In the early 16th century map of age at marriage in Europe (Figure 1), the UK was far ahead. This might have already forecasted some of the rapid growth taking place later on in the UK, which ultimately led to the Industrial Revolution of the late 18th and early 19th centuries (Kelly et al. 2013). In the early 18th century, Central Europe started to recover in terms of female autonomy, whereas now some of the East Central European economies entered the picture with relatively low rates (Figure 2).
Figure 2 Average age at marriage in Europe, 1700-49
This continued in the early 19th century, when especially South Eastern Europe had low rates. In contrast, Scandinavia and Central Europe, including Switzerland and Austria, had quite high female autonomy values. These are exactly those countries that became ‘superstars’ in the Second Industrial Revolution, which took place shortly thereafter in the late 19th and early 20th centuries.
Figure 3 depicts a strong and positive relationship between average age at marriage and numeracy for the two half centuries following 1700 and 1800. Most countries are close to the regression line. Denmark, the Netherlands, Germany, Sweden, and other countries had high values of female autonomy and numeracy – interestingly, many of the countries of the Second Industrial Revolution of the late 19th century, rather than the UK, the first industrial nation.

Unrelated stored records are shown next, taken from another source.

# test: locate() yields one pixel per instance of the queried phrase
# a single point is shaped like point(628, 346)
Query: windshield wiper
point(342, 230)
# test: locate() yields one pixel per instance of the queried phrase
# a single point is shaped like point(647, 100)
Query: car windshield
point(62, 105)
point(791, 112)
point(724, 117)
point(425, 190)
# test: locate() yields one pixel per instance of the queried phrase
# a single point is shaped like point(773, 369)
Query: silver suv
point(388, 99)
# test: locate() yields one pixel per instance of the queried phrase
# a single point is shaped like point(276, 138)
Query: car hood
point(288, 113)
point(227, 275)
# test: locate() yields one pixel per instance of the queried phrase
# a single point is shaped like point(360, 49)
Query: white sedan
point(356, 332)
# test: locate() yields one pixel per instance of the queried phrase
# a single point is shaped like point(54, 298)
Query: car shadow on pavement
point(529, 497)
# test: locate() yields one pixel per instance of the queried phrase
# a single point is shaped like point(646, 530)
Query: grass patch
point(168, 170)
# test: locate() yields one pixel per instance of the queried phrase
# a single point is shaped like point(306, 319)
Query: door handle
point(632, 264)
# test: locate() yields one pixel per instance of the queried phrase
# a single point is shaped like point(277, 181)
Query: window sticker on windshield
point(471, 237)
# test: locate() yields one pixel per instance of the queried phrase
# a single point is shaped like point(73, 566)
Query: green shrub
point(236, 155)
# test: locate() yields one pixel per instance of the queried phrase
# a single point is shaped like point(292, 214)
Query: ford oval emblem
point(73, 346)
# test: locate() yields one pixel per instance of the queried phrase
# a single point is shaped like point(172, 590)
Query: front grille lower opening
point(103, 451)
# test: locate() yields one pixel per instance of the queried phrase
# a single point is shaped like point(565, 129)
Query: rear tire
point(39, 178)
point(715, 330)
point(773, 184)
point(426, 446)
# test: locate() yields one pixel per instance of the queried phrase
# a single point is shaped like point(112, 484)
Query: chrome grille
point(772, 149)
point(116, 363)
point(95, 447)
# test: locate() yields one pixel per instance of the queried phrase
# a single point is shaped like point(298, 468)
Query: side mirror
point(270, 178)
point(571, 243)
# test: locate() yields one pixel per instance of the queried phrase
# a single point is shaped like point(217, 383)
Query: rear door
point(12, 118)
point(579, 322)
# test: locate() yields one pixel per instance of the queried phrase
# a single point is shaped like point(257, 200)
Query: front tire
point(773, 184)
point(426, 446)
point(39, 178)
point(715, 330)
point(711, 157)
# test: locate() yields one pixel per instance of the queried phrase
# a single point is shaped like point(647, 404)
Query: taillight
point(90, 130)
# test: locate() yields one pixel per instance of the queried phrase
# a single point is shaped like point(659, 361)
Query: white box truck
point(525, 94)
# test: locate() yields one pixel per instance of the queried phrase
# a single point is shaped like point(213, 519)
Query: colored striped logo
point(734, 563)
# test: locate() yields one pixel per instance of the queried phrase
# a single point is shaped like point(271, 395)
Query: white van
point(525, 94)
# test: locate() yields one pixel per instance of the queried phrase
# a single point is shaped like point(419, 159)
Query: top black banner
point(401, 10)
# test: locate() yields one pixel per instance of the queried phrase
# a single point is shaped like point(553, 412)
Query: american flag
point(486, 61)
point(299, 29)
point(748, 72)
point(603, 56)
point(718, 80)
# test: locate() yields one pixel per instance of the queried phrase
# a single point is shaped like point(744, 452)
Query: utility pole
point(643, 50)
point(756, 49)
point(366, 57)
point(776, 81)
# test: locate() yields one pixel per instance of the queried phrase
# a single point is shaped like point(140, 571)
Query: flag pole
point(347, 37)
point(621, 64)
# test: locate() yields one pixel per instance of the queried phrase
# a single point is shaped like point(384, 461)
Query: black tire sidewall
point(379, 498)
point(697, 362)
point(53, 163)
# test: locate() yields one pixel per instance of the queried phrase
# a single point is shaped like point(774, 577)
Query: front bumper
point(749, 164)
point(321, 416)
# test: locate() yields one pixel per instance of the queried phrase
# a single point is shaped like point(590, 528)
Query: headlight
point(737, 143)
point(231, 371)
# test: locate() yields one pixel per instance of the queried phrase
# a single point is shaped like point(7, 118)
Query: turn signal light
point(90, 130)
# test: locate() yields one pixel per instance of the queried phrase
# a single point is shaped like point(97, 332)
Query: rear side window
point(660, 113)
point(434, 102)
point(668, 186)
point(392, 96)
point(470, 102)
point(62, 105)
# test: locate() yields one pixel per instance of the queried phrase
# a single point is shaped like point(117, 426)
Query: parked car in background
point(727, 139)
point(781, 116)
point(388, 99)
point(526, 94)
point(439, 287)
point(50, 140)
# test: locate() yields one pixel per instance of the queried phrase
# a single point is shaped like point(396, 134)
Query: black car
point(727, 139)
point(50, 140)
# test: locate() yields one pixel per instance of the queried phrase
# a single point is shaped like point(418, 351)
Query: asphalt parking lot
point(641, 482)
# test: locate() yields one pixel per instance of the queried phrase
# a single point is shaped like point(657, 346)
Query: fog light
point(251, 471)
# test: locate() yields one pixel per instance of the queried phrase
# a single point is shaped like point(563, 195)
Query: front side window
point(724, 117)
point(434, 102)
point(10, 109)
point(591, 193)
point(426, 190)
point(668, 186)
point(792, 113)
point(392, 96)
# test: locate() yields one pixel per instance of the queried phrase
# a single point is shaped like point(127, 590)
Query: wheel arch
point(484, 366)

In contrast, Russia, Poland, Slovakia, Italy, Spain, and Ireland had low values in both periods.
Figure 3 Average age at marriage and numeracy in 1700
Notes: The figure shows the relationship between average age at marriage and numeracy in the half century following 1700 for a sample of 20 countries.
In our regression analyses, we include a large number of control variables, such as religion, serfdom, international trade, and political institutions. We find that the relationship between female autonomy and numeracy is very robust.
We also study the relationship between female autonomy and human capital formation at the regional level in the 19th century. Numeracy and age at marriage (after controlling for country-fixed effects and other control variables) yield an upward sloping regression line (Figure 4).
Figure 4 Partial scatter-plot of the regions
Most importantly, the effect is not driven by single outliers. For example, in the Croatian-Italian province of Fiume, we have both a higher residual numeracy and a higher residual age at marriage. The same applies to the north east Russian province of Vologda and the Italian province of Lazio. In contrast, in central Russian Smolensk and in the Italian region of Basilicata, both a low residual age at marriage and a low residual numeracy were observed. Also at the regional level, econometric analysis suggests a strong relationship, controlling for a lot of additional variables, using instrumental variable techniques for identification, and studying the relationship country by country.
In sum, the empirical results suggest that economies with more female autonomy became (or remained) superstars in economic development. The female part of the population needed to contribute to overall human capital formation and prosperity, otherwise the competition with other economies was lost. Institutions that excluded women from developing human capital – such as being married early, and hence, often dropping out of independent, skill-demanding economic activities – prevented many economies from being successful in human history.